Cassie grew up on a small, family-owned farm and ranch outside of Dwight, Kansas. As Cassie puts it she “grew up in the kind of town where most people slow down for the railroad tracks and keep going. But, I always knew I loved the small community and country way of life; it just took me a bit to figure out the perfect way to come back, and this opportunity has been nothing less than perfect.”

“My path to agricultural communications and communication research was an interesting one,” Cassie said. She completed a bachelor of fine arts and minor in mass communications in 2012 at Kansas State University. “At that time, I really thought I would pursue a career in event planning and community outreach or education in an art museum. The economy and fate decided differently.”

Facing the fallout of the Great Recession, Cassie knew she needed to find a more stable industry and returned to her roots in agriculture taking a position as a staff writer and communications assistant for Mid Kansas Cooperative Association, headquartered in Moundridge, Kansas.

“I was doing the exact type of work I knew I wanted to do, just not in the field I thought I would be,” she remarked. “I learned an important lesson from that experience though – it finally clicked with me that I belonged in an agricultural field.”

After working for two years in agricultural communications and sales, Cassie returned to K-State to pursue a master’s degree in agricultural communication. “It was during my master’s program that I fell in love with research.”

Cassie pursued that passion after graduation, accepting a position with the Public Issues Education Center at the University of Florida in Gainesville. “I was familiar with PIE Center research from past conferences and knew I could develop my research and communications skills even further with their resources and guidance,” Cassie said.

“While I learned a lot in my time at the PIE Center, Kansas kept calling me home,” Cassie said. “CREE was really gaining traction when I was in grad school, and I had always been interested in new-media technology research.
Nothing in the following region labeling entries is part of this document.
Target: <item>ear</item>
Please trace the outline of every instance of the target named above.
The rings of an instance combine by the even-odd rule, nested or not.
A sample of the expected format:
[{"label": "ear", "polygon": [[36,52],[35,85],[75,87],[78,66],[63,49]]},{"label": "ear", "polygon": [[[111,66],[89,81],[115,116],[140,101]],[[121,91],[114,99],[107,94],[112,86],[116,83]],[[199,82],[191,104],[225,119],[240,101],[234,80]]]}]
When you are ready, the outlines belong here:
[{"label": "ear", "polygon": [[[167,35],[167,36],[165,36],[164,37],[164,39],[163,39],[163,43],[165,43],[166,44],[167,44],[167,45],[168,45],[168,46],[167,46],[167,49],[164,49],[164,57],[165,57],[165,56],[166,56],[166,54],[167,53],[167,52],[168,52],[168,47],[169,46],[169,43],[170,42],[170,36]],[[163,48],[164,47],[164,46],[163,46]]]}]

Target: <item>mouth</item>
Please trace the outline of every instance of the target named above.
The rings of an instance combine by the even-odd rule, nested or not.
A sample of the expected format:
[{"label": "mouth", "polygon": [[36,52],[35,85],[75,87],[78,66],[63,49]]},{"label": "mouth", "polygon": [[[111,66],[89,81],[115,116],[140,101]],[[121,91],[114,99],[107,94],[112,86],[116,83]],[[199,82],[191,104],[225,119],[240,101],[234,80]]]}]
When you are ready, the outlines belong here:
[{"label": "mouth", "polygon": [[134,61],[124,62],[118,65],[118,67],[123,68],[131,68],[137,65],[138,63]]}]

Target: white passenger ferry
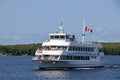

Plus, I knew my dad would appreciate having his best farm hand back!”

“The opportunity to be a part of combining research knowledge and new-media technology into a single source for rural, agricultural enterprises is absolutely my dream job,” Cassie said. “I understand first-hand the risks involved in an agricultural business and have the upmost respect for anyone that dedicates their life and everything they have to it.”

“It is my hope that we can make a true impact for Kansas agriculture and rural communities, and beyond, through the use of new-media technology and research to engage with audiences previously inaccessible to us.”